Haddad, 55, also only begins his campaign in earnest on Wednesday, less than four weeks before voters go to the polls.
Carlos Melo, a political science professor at Insper university, believes the strength of the party and da Silva's endorsement will be enough to help Haddad get to a second round of voting. If no candidate gets more than 50 percent on Oct. 7, as expected, the top two finishers will meet in an Oct. 28 runoff.
"He was introduced as the candidate very late, we have to see if there is time for him to get all the votes he needs," Melo said.
Before running for mayor in 2012, Haddad served as education minister under da Silva and his predecessor, President Dilma Rousseff.
He was confirmed as the replacement to da Silva on Tuesday after a meeting of his party's executive committee in the southern city of Curitiba, where the former president is jailed for a corruption conviction. He will be joined on the ticket by Manuela D'Avila, a member of Brazil's Communist Party.
Recent polls show Haddad with less than 10 percent of voter intentions, but the party hopes he will now rise with da Silva's endorsement.
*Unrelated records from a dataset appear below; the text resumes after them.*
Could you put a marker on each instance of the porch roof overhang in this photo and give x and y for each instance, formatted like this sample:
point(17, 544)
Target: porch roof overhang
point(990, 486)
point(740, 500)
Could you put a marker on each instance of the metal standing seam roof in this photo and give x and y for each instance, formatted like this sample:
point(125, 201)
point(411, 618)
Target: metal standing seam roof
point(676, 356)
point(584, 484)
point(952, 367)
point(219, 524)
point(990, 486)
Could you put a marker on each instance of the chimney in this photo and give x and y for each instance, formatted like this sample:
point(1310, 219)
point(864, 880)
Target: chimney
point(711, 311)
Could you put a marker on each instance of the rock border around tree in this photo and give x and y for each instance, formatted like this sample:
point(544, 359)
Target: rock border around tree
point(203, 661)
The current poll leader is far-right congressman Jair Bolsonaro.
A Datafolha poll published on Monday shows Haddad in fourth place, favored by 9 percent support. That was a rise of 5 percentage points in just a few weeks, but still behind Bolsonaro's 24 percent, left-leaning Ciro Gomes' 13 percent, centrist Marina Silva's 11 percent and right-leaning Geraldo Alckmin's 10 percent.
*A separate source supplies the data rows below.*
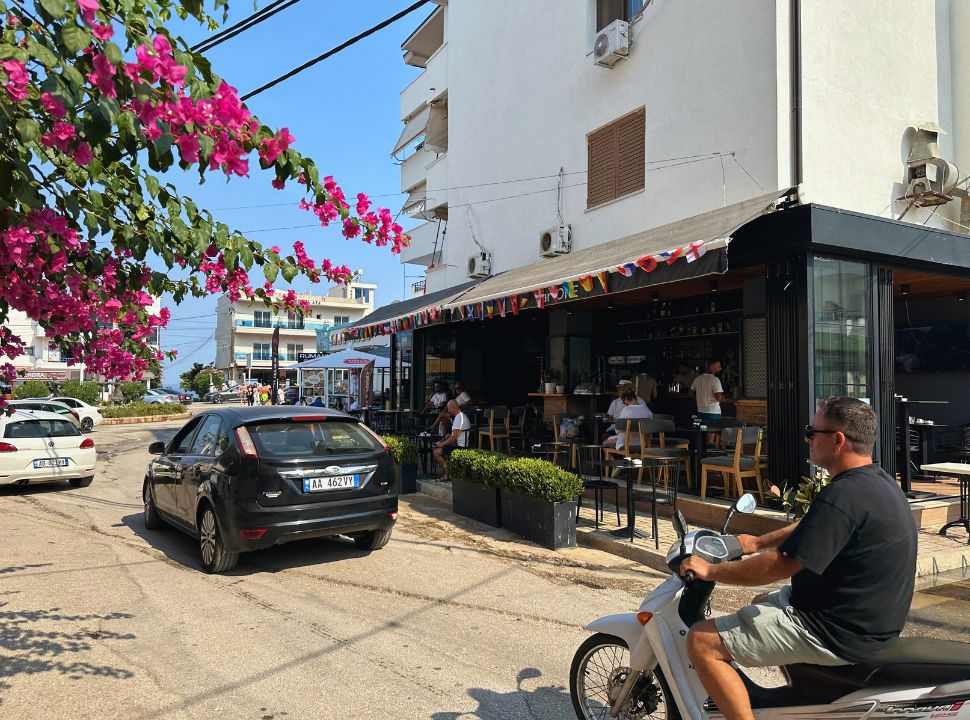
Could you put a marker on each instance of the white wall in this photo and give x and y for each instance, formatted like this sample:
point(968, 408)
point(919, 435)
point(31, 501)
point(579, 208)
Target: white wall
point(870, 69)
point(524, 92)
The poll had a margin of error of 2 percentage points. All the 2,804 voters sampled were interviewed on Monday, days after da Silva's candidacy was barred by the electoral court and Bolsonaro was stabbed in an incident that might put him in hospital until election day.
The move to put Haddad on the top of the ticket was an acknowledgement that the left-leaning party could not get da Silva on the ballot despite numerous attempts in the courts.
One of the last appeals of the former president was denied by Brazil's top court after Haddad was announced as his replacement.
Haddad met with da Silva after the decision, then delivered his first speech as the candidate in front the federal police building where da Silva is jailed.
"I feel the pain of many Brazilians who won't be able to vote for who they want," he said, standing next to D'Avila and other Workers' Party heavyweights. "But now is not the time to have your head down."
Da Silva is serving a 12-year sentence for trading favors with construction company Grupo OAS for the promise of a beachfront apartment. The former president has always denied wrongdoing, arguing this case and several others pending against him are meant to keep him off the ballot.
Da Silva led polls for more than a year, but his candidacy was recently barred by the country's top electoral court.
The strategy of holding on to da Silva's candidacy until the last minute caused much internal fighting within the party. Many believed that leaving Haddad so little time to present his case to voters was risky, while others thought it was best to keep da Silva front and center as long as possible.
Since the beginning of the year the Workers' Party hinted Haddad could be the candidate. When he was named candidate for vice president in mid-August the choice became obvious.
"Haddad and I are like Lionel Messi and Luis Suarez," da Silva once said, referring to superstar teammates on FC Barcelona's soccer club. "We play together and we don't even need to look at each other to know what the other is doing."